ECLI:NL:RBDHA:2024:7384
Rechtbank Den Haag
- Vereenvoudigde behandeling
- Rechtspraak.nl
Asielaanvraag en niet-ontvankelijkheid beroep wegens prematuur indienen
In deze zaak heeft eiseres, een Afghaanse vrouw, op 15 november 2022 een aanvraag ingediend voor een verblijfsvergunning asiel voor bepaalde tijd. Na een periode van stilzwijgen heeft zij op 2 november 2023 de staatssecretaris van Justitie en Veiligheid in gebreke gesteld wegens het niet tijdig beslissen op haar asielaanvraag. Vervolgens heeft eiseres op 1 december 2023 beroep ingesteld tegen het niet tijdig nemen van een besluit. De rechtbank heeft partijen geïnformeerd dat zij geen zitting nodig achtte en het onderzoek heeft gesloten zonder verdere behandeling.
De rechtbank heeft overwogen dat volgens de Algemene wet bestuursrecht (Awb) het niet tijdig nemen van een besluit gelijkgesteld wordt met een besluit. Eiseres had de aanvraag op 15 november 2022 ingediend, en de wettelijke beslistermijn van zes maanden zou op 15 mei 2023 eindigen. Echter, door de inwerkingtreding van het WBV 2022/22 is de beslistermijn met negen maanden verlengd, wat door de rechtbank als rechtsgeldig is beoordeeld. De rechtbank concludeert dat de beslistermijn ten tijde van de ingebrekestelling nog niet was verstreken, waardoor de ingebrekestelling prematuur was.

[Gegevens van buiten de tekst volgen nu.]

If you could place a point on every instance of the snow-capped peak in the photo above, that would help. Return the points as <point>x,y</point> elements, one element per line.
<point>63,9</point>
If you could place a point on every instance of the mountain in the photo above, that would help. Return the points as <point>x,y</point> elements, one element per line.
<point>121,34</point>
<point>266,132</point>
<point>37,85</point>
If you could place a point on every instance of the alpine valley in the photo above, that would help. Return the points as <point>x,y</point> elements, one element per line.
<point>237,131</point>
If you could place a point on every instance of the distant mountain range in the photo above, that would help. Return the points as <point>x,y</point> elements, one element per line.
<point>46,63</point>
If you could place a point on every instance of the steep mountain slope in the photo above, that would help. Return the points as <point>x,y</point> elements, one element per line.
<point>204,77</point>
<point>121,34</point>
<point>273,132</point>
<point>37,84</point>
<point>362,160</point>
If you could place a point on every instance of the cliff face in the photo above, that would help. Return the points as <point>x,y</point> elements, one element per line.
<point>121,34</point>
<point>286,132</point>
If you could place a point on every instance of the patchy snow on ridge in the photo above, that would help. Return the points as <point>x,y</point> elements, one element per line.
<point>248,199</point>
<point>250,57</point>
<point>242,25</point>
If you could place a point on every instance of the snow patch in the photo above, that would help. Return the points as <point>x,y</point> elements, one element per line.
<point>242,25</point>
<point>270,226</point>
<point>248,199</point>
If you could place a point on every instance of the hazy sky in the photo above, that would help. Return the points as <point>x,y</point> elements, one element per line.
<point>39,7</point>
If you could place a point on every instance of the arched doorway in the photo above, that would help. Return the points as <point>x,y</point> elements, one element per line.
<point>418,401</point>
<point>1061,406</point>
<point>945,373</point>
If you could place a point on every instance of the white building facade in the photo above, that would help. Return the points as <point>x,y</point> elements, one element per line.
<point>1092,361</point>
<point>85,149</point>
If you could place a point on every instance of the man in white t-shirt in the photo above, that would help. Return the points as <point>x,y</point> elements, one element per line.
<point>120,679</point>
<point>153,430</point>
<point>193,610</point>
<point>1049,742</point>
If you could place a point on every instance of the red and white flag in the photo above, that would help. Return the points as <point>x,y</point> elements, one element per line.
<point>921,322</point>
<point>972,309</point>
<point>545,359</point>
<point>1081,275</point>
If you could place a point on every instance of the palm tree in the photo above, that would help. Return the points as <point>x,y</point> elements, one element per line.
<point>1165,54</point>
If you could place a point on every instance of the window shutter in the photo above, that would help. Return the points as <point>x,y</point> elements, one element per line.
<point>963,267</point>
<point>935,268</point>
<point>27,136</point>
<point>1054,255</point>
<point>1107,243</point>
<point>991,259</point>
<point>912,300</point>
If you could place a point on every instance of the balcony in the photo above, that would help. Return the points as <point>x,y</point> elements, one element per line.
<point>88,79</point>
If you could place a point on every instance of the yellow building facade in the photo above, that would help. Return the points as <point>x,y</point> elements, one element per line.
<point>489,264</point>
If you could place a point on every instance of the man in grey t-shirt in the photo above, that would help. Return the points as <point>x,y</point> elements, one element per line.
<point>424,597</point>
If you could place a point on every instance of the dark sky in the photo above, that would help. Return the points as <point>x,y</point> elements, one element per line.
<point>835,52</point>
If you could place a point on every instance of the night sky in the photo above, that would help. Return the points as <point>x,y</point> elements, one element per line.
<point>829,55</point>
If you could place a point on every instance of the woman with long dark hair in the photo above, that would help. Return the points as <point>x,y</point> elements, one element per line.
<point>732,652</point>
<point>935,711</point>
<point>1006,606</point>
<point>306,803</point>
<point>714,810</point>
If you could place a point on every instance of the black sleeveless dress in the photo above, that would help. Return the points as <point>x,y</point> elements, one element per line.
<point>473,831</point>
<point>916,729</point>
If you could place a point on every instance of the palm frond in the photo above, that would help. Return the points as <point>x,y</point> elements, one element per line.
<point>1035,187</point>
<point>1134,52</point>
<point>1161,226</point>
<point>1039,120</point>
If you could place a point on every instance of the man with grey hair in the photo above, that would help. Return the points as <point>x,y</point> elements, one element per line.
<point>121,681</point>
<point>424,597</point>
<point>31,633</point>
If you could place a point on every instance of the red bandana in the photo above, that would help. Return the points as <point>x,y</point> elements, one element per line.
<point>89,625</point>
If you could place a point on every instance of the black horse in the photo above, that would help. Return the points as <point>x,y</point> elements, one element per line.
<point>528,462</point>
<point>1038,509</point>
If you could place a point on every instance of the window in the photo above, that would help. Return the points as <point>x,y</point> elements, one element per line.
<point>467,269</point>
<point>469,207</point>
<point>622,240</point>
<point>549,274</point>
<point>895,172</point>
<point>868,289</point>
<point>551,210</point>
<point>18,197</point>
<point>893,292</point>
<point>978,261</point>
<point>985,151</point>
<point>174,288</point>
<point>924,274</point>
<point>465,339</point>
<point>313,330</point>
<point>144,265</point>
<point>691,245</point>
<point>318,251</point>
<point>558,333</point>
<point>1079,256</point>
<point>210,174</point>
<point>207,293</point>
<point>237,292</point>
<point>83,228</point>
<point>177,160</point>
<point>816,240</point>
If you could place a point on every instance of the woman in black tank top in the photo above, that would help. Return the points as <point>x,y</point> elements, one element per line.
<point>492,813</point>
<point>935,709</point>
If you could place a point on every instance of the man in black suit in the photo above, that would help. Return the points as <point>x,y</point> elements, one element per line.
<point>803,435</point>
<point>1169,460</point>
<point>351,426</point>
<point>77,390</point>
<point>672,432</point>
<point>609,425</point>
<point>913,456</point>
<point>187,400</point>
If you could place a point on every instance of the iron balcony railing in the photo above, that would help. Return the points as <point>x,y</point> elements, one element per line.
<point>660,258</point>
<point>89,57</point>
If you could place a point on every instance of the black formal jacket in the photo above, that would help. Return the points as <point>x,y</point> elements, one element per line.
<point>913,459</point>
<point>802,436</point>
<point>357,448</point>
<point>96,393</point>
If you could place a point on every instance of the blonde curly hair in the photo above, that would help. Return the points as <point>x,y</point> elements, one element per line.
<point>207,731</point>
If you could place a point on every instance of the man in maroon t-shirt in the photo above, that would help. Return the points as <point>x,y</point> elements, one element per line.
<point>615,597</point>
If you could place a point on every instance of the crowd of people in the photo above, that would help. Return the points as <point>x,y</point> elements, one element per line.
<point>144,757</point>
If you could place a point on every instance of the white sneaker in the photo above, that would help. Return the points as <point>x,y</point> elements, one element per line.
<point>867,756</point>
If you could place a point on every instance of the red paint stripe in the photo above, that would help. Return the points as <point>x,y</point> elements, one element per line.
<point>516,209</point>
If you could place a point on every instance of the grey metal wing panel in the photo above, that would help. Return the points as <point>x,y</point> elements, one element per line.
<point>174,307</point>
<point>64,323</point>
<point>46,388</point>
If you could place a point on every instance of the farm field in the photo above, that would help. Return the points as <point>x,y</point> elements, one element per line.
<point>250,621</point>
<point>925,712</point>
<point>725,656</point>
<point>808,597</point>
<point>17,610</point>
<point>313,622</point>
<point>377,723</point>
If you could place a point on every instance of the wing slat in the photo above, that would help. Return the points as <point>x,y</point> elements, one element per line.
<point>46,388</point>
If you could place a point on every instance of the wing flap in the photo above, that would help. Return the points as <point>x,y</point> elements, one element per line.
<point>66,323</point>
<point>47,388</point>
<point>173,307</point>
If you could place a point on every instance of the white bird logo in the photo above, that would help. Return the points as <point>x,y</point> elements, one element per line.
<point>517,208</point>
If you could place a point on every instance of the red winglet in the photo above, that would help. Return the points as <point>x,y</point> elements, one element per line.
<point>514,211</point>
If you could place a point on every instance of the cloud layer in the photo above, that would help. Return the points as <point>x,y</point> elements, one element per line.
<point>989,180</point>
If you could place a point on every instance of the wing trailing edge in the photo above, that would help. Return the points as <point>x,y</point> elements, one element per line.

Hierdoor voldoet het beroep niet aan de vereisten voor het indienen van een beroep tegen het niet tijdig beslissen, en is het beroep niet-ontvankelijk verklaard. De rechtbank heeft geen aanleiding gezien voor een proceskostenveroordeling. De uitspraak is gedaan door mr. S. Ketelaars-Mast, rechter, en openbaar gemaakt op rechtspraak.nl.